Old buildings tell story of our heritage

One of the things that drives me crazy when I go home to Guatemala City, is seeing the signs of retailers that have English-language names. This has been true for years, but the proliferation of these names in the last decade has been impressive.

It is yet another indication, in my mind, that it’s largely a society ashamed of its heritage. The Spanish-language has plenty of words (and then some) to describe services, clothing, housewares. But English sounds more contemporary, cooler, hipper – but perhaps more important, it evokes a culture that is more desirable than the European or indigenous cultures that make up the fabric of that country.

I was reminded of this today while reading Robert Wilonsky’s recent column about endangered buildings in Dallas. Both cities share the same ethos, described succinctly by Mark Doty, the city’s historic preservation officer:

“We want it to be something else rather than appreciate it for what it is.”

I’ve made Dallas my home for almost 15 years and take joy in learning about the “the commonplace buildings” sprinkled all over the city. Because those office buildings, warehouses, gas stations and homes tell the story of people who left their mark in Dallas in big and small ways.

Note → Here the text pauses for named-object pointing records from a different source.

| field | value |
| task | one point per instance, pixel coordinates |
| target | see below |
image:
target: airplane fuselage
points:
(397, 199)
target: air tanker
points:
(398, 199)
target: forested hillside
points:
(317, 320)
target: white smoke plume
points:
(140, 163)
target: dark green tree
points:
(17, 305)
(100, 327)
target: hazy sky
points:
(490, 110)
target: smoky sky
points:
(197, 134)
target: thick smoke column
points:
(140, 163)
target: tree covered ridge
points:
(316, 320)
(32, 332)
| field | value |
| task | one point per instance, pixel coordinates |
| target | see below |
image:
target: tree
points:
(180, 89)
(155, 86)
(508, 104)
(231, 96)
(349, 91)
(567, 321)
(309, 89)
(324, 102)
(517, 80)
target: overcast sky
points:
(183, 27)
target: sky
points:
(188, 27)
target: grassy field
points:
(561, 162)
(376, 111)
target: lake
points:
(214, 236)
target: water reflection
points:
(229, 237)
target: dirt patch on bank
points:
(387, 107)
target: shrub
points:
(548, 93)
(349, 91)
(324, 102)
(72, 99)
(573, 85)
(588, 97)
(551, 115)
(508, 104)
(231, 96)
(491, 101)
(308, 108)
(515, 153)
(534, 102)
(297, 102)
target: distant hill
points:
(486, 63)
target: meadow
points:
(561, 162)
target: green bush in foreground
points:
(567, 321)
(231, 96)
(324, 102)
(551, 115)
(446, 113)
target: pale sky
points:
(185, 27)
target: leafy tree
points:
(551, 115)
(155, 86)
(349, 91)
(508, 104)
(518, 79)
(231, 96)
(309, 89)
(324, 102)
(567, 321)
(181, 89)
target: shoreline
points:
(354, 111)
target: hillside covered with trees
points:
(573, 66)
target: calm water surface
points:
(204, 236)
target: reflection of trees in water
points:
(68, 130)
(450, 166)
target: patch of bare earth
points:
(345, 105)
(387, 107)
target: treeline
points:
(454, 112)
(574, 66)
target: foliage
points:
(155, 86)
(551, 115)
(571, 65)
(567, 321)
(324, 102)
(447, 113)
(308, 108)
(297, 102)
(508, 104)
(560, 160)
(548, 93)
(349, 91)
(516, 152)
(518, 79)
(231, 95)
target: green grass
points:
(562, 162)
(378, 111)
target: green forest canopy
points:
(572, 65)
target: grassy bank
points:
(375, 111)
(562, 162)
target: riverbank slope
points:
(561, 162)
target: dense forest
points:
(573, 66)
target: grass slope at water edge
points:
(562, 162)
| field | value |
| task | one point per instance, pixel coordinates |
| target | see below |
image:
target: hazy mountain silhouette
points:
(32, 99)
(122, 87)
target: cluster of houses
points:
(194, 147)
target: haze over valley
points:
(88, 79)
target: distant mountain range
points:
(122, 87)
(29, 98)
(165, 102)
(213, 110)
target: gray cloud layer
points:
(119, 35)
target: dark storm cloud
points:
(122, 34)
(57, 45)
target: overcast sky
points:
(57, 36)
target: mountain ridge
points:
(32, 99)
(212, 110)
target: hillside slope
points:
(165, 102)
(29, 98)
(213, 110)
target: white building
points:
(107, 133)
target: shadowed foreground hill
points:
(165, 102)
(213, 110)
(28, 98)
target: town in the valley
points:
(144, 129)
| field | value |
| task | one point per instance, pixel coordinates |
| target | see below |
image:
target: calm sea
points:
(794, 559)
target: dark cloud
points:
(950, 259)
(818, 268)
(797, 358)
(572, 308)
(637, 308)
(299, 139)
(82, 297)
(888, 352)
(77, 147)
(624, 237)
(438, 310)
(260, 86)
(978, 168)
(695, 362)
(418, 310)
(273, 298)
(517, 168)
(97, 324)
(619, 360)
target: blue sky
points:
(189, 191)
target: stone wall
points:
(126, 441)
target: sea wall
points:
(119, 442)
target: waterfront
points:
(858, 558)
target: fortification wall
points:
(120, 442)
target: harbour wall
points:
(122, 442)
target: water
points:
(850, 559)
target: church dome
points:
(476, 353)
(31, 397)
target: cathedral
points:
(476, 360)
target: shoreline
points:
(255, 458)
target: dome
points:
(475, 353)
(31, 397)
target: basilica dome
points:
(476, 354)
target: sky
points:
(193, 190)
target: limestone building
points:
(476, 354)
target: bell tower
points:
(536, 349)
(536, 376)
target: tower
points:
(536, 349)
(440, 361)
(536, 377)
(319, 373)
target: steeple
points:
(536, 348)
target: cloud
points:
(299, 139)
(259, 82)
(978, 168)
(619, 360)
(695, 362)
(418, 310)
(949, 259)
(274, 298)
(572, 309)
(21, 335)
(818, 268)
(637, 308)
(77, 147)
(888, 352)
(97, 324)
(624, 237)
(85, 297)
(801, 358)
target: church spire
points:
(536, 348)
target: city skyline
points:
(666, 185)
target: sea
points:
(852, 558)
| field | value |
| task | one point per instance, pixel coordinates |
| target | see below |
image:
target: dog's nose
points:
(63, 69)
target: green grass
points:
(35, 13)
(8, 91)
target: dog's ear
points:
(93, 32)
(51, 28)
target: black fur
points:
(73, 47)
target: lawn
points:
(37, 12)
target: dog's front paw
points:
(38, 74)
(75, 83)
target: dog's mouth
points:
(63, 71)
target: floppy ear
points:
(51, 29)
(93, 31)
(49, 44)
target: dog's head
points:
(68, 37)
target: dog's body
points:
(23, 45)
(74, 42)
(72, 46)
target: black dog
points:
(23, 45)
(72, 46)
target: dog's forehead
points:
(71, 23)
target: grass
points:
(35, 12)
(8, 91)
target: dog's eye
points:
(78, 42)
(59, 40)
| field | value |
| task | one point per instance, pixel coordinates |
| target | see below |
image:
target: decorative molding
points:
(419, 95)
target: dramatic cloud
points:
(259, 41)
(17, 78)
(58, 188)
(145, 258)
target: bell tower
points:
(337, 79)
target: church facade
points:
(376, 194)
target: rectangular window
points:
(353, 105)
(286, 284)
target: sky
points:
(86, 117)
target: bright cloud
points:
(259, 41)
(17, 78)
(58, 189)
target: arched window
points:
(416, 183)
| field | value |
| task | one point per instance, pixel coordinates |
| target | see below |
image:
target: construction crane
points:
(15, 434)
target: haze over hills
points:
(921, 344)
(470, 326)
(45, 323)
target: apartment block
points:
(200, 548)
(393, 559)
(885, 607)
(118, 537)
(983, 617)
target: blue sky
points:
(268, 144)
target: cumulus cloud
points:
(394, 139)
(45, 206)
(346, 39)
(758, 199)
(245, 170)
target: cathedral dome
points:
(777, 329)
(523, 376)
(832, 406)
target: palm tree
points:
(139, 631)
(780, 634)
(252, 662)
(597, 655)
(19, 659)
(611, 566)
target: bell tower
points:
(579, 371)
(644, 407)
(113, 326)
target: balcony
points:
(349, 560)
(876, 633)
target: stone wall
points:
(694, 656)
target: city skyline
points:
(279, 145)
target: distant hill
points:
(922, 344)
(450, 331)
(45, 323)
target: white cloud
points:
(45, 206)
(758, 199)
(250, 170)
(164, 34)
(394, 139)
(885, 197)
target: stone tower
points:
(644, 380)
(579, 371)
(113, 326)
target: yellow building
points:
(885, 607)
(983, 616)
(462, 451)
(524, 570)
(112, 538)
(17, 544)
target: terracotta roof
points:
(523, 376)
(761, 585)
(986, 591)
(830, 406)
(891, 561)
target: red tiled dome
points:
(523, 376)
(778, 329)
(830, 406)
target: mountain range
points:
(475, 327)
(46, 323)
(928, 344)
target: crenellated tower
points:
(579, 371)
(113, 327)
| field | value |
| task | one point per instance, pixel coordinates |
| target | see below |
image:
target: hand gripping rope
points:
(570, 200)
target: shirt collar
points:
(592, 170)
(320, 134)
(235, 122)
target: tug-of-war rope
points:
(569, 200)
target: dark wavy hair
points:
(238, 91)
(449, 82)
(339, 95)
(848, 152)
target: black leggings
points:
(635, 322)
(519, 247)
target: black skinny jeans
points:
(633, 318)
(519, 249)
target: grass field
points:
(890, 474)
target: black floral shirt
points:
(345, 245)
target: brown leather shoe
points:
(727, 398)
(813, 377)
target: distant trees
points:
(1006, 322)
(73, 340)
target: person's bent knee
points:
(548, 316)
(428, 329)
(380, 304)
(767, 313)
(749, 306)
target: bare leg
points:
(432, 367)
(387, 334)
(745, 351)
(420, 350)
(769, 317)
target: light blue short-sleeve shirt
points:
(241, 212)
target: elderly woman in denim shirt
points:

A few years ago, after selling our home in North Dallas, my husband and I moved into South Side on Lamar, known to many generations here as the old Sears building. We relish living in this grand, old warehouse that may be more solid (and is certainly more interesting) than the shiny luxury skyscrapers going up just north of us. One of my favorite things to do during our annual cookie party is taking the children around the building and telling them about its history.